Summary of the technology
Silver exhibit antibacterial activity in either ionic or metallic forms, albeit by two different mechanisms: silver ions penetrating the bacterial cell interact with the respiratory chain and with cellular DNA. Metallic silver – mostly applied as silver nano-crystals – affects primarily cell membrane by physically 'puncturing' it or by slow release of silver ions resulting from oxidative environment. Both forms - silver nano-crystals or silver ions attached to ion exchanging polymers, mostly applied as impregnated dressings, suffer from poor migration from the supplied 'reservoir' to and into their targeted microbial biofilm. While ionic silver has poor migration due to interaction with chloride and other anions, resulting in insoluble salt precipitation, silver nano crystals migration is physically restricted.

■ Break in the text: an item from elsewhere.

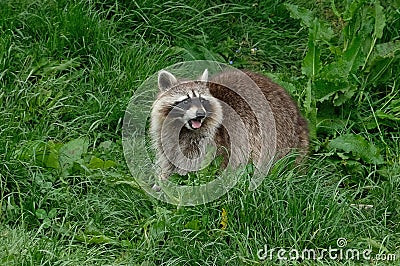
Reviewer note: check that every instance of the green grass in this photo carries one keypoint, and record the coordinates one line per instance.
(67, 72)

We have recently developed novel protein-silver hybrids, comprised of a biologically active glucose oxidase core, coated with a thin (~1.5nm) outer layer of metallic silver. The silver-glucose oxidase hybrid retains enzymatic activity and serves as a unique antibacterial agent, generating silver ions in situ. The soluble silver–glucose oxidase hybrid diffuses into the targeted biofilm vicinity and penetrate into its larger pores. Upon scavenging of glucose traces inside the biofilm, the glucose oxidase core of the hybrid produces hydrogen peroxide, capable of locally oxidizing and dissolving metallic silver, thus affecting enzymatically attenuated in situ silver ions release from the hybrid's silver coating into the immediate vicinity of the targeted cells, resulting in effective disinfection.
Project ID : 10-2011-255
The silver-enzyme hybrid cream is a formulation consisting of soluble, single glucose oxidase molecules coated with thin (~1.5nm) metallic silver coating. This formulation will penetrate into mixed microbial biofilms and affect their eradication by an enzymatically attenuated "triple action" mechanism: (1) glucose depletion; (2) hydrogen peroxide production; and (3) on-site silver ions release. The efficacy of this solution was demonstrated in vitro on E. coli biofilms. This cream can be used for the prevention and treatment of infected wounds.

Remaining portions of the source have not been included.